Find A California Labor Lawyer for Rest and Meal Break Claims
Non-exempt employees have a right to a thirty-minute lunch or meal break. If a worker/employee works more than five hours per day, this criterion applies. Employers should provide a second 30-minute meal break to employees who work more than ten hours per day. Set up an appointment with an Employment Law Attorney in California to help you.
Who Are Entitled To California's Meal and Rest Period Law?
The meal and rest break laws, like the California overtime legislation, only apply to non-exempt employees. White-collar exempt employees make up the majority of non-exempt employees in California.
It must also be clear that the employee uses independent judgment and discretion regularly when performing their job. If a white-collar exempt employee works full-time, they must earn at least twice the California minimum wage.
Meal and rest break laws in California do not apply to workers who fit the legal definition of an independent contractor. In some cases, the meal and rest break restrictions may not apply to unionized staff.
For unionized employees who work in specified industries, collective bargaining agreement rules on meal and rest periods may overrule California regulations.
For any confusion, ask your California Employment Law Attorney.
You Should Not Be Working On Your Rest And Meal Breaks
According to the law, an employer cannot force an employee to work or be on call during a meal or rest break. If your employer asks or requires you to work while eating, you have the legal right to refuse. Likewise, if your boss tells you to stay on call during a break, you have the right to refuse. The legal equivalent of denying employees their meal or rest breaks if an employer makes such requirements.
It's vital to remember that it's not the employer's responsibility to make sure you don't work during your meal or rest break. Likewise, the employer is not liable for an employee's behavior if they decide to work during their meal break.

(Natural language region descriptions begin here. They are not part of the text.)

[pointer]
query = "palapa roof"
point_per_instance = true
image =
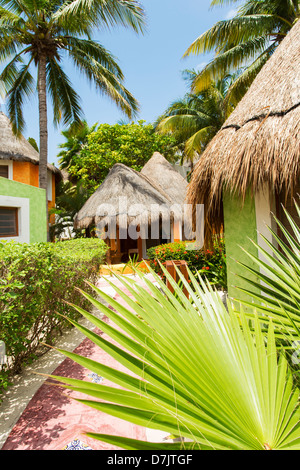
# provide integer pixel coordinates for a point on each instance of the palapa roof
(163, 174)
(259, 142)
(19, 149)
(121, 191)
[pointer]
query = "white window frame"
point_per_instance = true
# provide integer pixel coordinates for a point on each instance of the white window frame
(8, 163)
(22, 204)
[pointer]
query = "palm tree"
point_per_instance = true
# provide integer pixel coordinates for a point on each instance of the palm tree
(245, 41)
(193, 370)
(41, 34)
(195, 119)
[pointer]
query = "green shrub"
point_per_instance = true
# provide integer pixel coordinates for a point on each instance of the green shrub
(36, 280)
(211, 264)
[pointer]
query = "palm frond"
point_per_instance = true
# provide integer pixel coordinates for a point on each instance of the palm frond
(103, 13)
(193, 369)
(106, 80)
(238, 30)
(228, 61)
(278, 285)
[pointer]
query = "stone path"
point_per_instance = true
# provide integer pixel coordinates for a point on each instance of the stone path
(35, 415)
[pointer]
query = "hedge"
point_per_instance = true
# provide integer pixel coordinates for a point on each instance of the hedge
(36, 280)
(210, 263)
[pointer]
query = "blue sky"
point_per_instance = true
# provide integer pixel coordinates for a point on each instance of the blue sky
(152, 64)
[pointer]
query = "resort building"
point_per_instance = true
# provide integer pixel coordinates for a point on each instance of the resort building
(22, 214)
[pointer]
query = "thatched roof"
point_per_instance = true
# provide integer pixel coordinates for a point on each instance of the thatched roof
(121, 191)
(19, 149)
(259, 142)
(163, 174)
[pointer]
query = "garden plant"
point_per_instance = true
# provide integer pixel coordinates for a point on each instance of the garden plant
(196, 369)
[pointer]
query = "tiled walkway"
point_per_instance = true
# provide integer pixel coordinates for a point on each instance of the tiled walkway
(52, 420)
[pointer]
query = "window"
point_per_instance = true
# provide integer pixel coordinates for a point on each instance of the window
(9, 222)
(4, 171)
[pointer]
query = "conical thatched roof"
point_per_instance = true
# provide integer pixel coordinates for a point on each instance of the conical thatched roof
(163, 174)
(121, 191)
(19, 149)
(260, 140)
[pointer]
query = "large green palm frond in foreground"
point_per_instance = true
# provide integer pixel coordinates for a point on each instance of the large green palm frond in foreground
(195, 370)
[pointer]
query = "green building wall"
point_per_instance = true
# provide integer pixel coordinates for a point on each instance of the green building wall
(37, 206)
(239, 228)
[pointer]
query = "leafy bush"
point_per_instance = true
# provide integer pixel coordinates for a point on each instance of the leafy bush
(196, 371)
(210, 264)
(35, 281)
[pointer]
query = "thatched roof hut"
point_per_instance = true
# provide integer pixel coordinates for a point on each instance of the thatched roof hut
(18, 149)
(259, 143)
(163, 174)
(121, 191)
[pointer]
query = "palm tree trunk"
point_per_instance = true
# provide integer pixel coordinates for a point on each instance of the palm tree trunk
(43, 183)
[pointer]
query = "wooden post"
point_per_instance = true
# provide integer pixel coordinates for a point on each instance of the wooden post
(182, 266)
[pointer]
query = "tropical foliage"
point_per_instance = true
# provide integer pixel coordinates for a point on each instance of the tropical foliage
(195, 119)
(36, 281)
(244, 42)
(132, 144)
(195, 370)
(40, 34)
(76, 139)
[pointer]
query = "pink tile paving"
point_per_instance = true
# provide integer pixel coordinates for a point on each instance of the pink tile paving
(53, 419)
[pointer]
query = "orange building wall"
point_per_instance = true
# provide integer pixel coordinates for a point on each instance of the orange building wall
(28, 173)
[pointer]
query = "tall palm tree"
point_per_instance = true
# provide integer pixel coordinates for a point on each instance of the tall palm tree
(195, 119)
(40, 34)
(245, 41)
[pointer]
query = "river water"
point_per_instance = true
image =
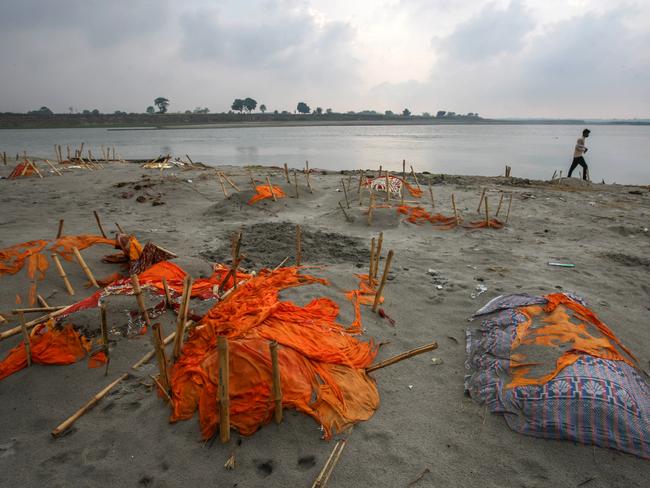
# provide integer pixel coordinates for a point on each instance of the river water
(616, 153)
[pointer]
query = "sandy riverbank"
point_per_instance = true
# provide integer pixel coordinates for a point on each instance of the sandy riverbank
(424, 421)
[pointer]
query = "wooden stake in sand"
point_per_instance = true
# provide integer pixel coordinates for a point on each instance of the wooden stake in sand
(480, 202)
(330, 464)
(85, 267)
(104, 330)
(99, 223)
(66, 424)
(345, 192)
(499, 206)
(277, 381)
(402, 356)
(28, 349)
(453, 204)
(268, 182)
(384, 276)
(62, 274)
(224, 389)
(509, 205)
(298, 245)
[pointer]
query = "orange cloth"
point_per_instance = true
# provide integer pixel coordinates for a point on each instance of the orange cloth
(568, 330)
(322, 365)
(263, 191)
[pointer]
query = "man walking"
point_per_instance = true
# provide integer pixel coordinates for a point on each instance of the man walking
(578, 158)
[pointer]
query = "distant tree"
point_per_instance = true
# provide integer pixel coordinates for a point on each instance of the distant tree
(238, 105)
(250, 104)
(162, 104)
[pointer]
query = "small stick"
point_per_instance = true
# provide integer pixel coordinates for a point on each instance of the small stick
(389, 258)
(286, 173)
(268, 182)
(371, 270)
(499, 207)
(223, 187)
(345, 192)
(277, 381)
(85, 267)
(487, 214)
(230, 182)
(99, 224)
(28, 349)
(380, 241)
(104, 329)
(298, 245)
(509, 204)
(480, 201)
(330, 464)
(61, 271)
(415, 178)
(66, 424)
(347, 217)
(224, 389)
(168, 295)
(453, 203)
(400, 357)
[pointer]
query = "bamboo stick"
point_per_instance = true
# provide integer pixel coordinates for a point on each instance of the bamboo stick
(99, 224)
(389, 259)
(509, 205)
(224, 389)
(499, 207)
(330, 464)
(182, 317)
(415, 178)
(223, 187)
(298, 245)
(168, 295)
(277, 381)
(104, 329)
(268, 182)
(402, 356)
(85, 267)
(23, 327)
(345, 192)
(66, 424)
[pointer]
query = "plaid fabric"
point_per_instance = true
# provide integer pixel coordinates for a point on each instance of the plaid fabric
(593, 401)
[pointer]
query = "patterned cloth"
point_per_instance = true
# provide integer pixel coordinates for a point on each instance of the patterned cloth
(593, 400)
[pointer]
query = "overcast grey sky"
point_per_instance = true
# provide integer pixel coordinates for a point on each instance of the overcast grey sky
(541, 58)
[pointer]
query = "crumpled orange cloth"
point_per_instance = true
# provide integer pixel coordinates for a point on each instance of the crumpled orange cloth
(263, 191)
(322, 365)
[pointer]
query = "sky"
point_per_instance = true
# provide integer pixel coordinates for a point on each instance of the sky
(498, 58)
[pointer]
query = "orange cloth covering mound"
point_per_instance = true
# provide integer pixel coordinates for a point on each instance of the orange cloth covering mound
(417, 215)
(322, 365)
(263, 191)
(566, 330)
(22, 169)
(48, 346)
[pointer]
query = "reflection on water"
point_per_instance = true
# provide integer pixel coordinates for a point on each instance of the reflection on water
(616, 153)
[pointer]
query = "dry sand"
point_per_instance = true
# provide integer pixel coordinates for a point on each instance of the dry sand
(425, 425)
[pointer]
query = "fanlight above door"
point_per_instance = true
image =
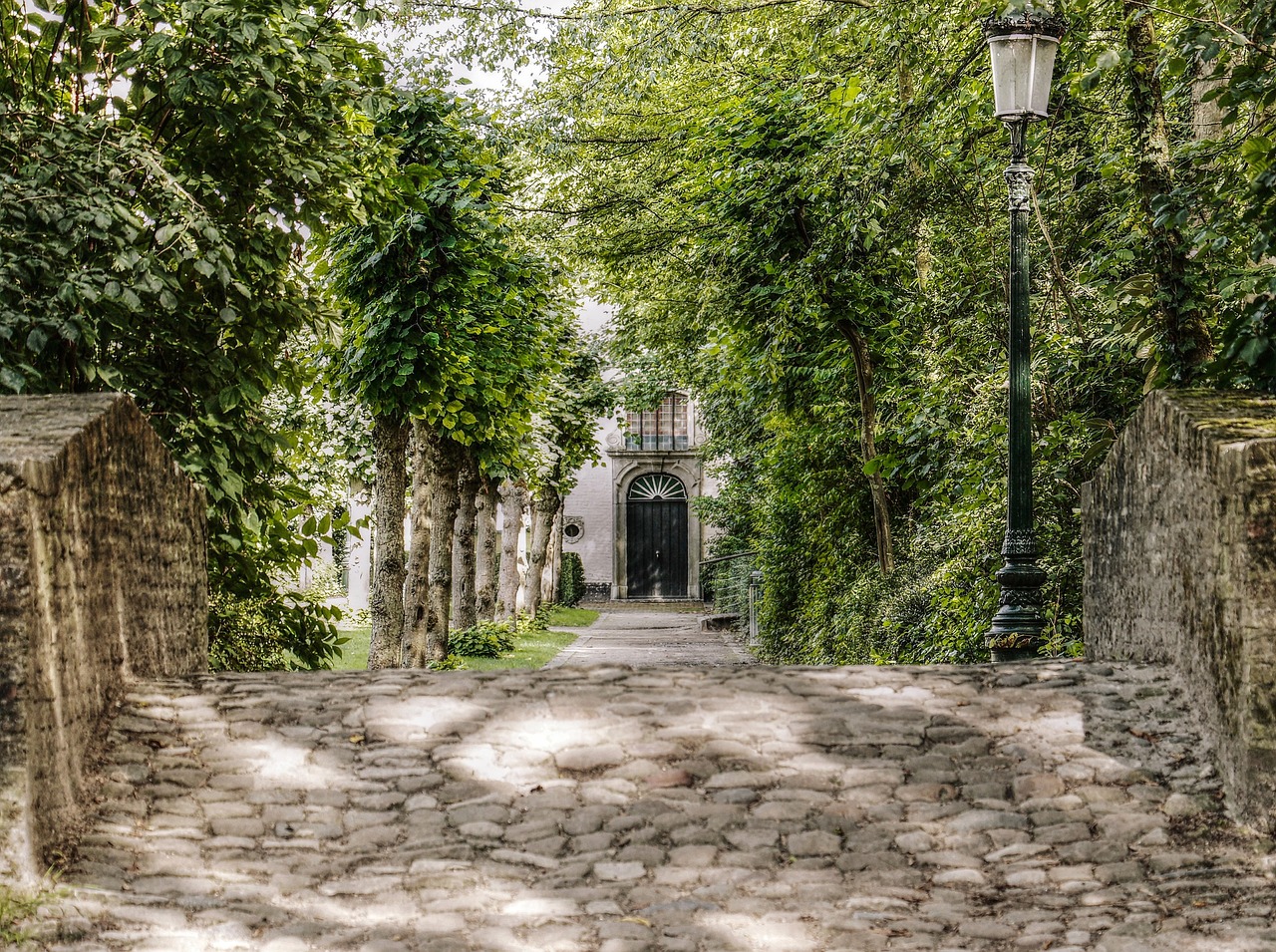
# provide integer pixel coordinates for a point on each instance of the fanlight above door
(656, 487)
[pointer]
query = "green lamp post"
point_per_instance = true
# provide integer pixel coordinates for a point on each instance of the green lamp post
(1022, 49)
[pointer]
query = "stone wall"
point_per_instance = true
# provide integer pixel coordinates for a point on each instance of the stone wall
(1179, 535)
(103, 579)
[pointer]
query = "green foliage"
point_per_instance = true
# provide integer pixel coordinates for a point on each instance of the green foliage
(269, 632)
(452, 663)
(450, 317)
(18, 910)
(570, 581)
(561, 615)
(485, 640)
(755, 187)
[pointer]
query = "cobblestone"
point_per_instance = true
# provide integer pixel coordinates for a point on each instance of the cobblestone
(1054, 806)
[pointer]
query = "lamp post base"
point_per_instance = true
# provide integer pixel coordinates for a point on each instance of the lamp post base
(1019, 623)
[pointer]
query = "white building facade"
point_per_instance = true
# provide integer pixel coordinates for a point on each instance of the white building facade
(632, 518)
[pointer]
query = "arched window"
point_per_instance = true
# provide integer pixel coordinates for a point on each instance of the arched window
(662, 428)
(657, 487)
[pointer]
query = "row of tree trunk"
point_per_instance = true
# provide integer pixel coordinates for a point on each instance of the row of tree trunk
(461, 569)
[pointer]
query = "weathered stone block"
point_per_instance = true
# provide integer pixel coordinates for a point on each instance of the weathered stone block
(103, 579)
(1179, 537)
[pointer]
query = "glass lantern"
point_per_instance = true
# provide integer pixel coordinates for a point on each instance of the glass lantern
(1022, 50)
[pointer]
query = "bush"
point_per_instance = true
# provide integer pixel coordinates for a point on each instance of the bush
(452, 663)
(570, 581)
(268, 634)
(485, 640)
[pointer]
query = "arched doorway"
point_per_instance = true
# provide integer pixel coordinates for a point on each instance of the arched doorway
(656, 537)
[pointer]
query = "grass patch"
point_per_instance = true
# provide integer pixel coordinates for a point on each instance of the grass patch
(354, 652)
(531, 650)
(18, 911)
(570, 618)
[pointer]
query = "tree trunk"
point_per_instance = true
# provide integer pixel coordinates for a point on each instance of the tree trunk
(488, 552)
(445, 463)
(1184, 335)
(465, 541)
(416, 597)
(543, 510)
(513, 500)
(868, 442)
(386, 604)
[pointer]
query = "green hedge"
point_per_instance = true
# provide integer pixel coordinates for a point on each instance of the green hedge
(570, 581)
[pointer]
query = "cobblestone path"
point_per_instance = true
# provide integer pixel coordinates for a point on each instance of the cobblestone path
(1052, 806)
(645, 638)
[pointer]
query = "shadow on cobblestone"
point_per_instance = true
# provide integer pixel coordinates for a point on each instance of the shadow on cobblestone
(1052, 806)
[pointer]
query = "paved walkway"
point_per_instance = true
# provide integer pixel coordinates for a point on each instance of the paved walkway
(1056, 806)
(650, 637)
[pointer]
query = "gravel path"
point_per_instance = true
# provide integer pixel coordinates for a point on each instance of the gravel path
(1054, 806)
(647, 638)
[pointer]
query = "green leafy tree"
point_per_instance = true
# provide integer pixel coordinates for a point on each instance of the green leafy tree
(800, 215)
(445, 335)
(163, 163)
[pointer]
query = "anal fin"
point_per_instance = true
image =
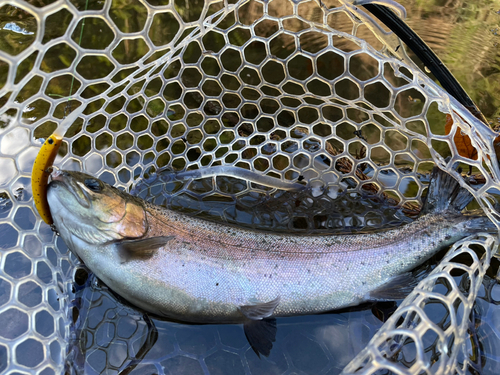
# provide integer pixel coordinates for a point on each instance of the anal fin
(140, 249)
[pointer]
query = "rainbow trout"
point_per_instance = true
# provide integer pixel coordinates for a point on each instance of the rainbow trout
(193, 270)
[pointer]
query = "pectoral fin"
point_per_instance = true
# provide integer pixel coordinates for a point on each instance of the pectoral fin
(259, 311)
(260, 335)
(140, 249)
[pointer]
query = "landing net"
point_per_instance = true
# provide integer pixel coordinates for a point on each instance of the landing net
(307, 93)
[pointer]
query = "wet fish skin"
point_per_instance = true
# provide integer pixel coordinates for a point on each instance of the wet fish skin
(204, 271)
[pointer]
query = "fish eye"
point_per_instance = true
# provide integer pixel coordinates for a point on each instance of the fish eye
(93, 184)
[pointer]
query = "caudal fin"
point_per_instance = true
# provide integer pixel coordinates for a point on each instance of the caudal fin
(445, 193)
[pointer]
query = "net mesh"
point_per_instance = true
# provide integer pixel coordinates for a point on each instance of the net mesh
(309, 93)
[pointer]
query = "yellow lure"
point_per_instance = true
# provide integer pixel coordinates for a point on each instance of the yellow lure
(40, 175)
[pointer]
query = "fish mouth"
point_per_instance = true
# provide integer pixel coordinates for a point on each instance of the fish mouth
(63, 179)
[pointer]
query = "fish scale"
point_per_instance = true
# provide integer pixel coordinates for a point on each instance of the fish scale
(194, 270)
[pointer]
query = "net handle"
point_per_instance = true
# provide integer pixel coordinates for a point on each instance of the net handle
(426, 55)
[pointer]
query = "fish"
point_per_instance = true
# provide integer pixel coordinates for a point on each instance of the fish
(192, 270)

When You Have Meal Breaks While on Duty
"On duty" meal periods may apply in specific cases. If the nature of your job prohibits you from receiving relieve from tasks, you may be entitled to an "on duty" meal break.
An employee can also make a written agreement to stay on duty or at work during meal times. If an employee enters into the aforementioned agreement, they have the right to rescind it at any moment.
Can Your Boss Deny You Rest And Meal Breaks?
In California, an employee can sue their employer if they are denied a food or rest break. Under the terms of the Labor Code or labor regulations, an employee has the right to sue their employer. The majority of wage and hour class action lawsuits center on employers' refusal to provide employees with food breaks and rest periods.
If an employer refuses to allow a meal break, the employee must be compensated or paid. If an employer denies an employee a break, they are entitled to one hour's salary. For example, if your employer refuses you a lunch or rest break for the entire year of your employment, you are entitled to adequate compensation.
In most cases, a year's worth of pay equals 250 hours of work. The amount of remuneration is determined by the employee's usual pay rate. The hourly compensation is set to match an employee's hourly wage.
If an employer fails to provide breaks, an employee might collect up to one hour every workday in compensation for the time lost. As a result, an employee can earn two extra hours of settlement for a 12-hour work shift with no breaks for lunch or relaxation. One hour will be used to make up for the lunch break, while the other hour will be used to make up for the meal break.
Employers must provide sufficient rest areas for employees during rest breaks, according to the legislation. In addition, the resting space and the restrooms should be kept separate.
Is It Paid or Unpaid to Take a Meal Break?
The law does not require employers to compensate employees for their lunch and rest breaks. Although some firms offer paid meal breaks to their employees, California does not require it.
An employee may choose not to take a lunch break, particularly if the person is not paid during the break. Instead, the employee could choose to work during the meal or rest period to get home earlier. However, if a person works more than six hours a day, they must take a lunch break.
Even if the workplace is busy, companies cannot cancel employees' meal breaks under the law. When an employer summons an employee from a lunch break and tells them to return to work, it is the same as denying them a rest break. California labor regulations make it illegal to deny an employee a well-deserved rest period.
If you feel like you might have grounds, contact a California Labor Law Attorney to file claims.
Meal And Rest Breaks Under Federal Law
Employers are required by federal law to pay employees for all hours worked. This includes any periods designated by the employer as rest periods. For example, if an employee is required to work during a meal break, federal law mandates that the employee be compensated.
For the time spent working during the meal break, the receptionist must be compensated. A repairman who picks up takeout while driving to a job site is in the same situation. Even if the employer considers the time to be a lunch break, an employee must be compensated as long as they work.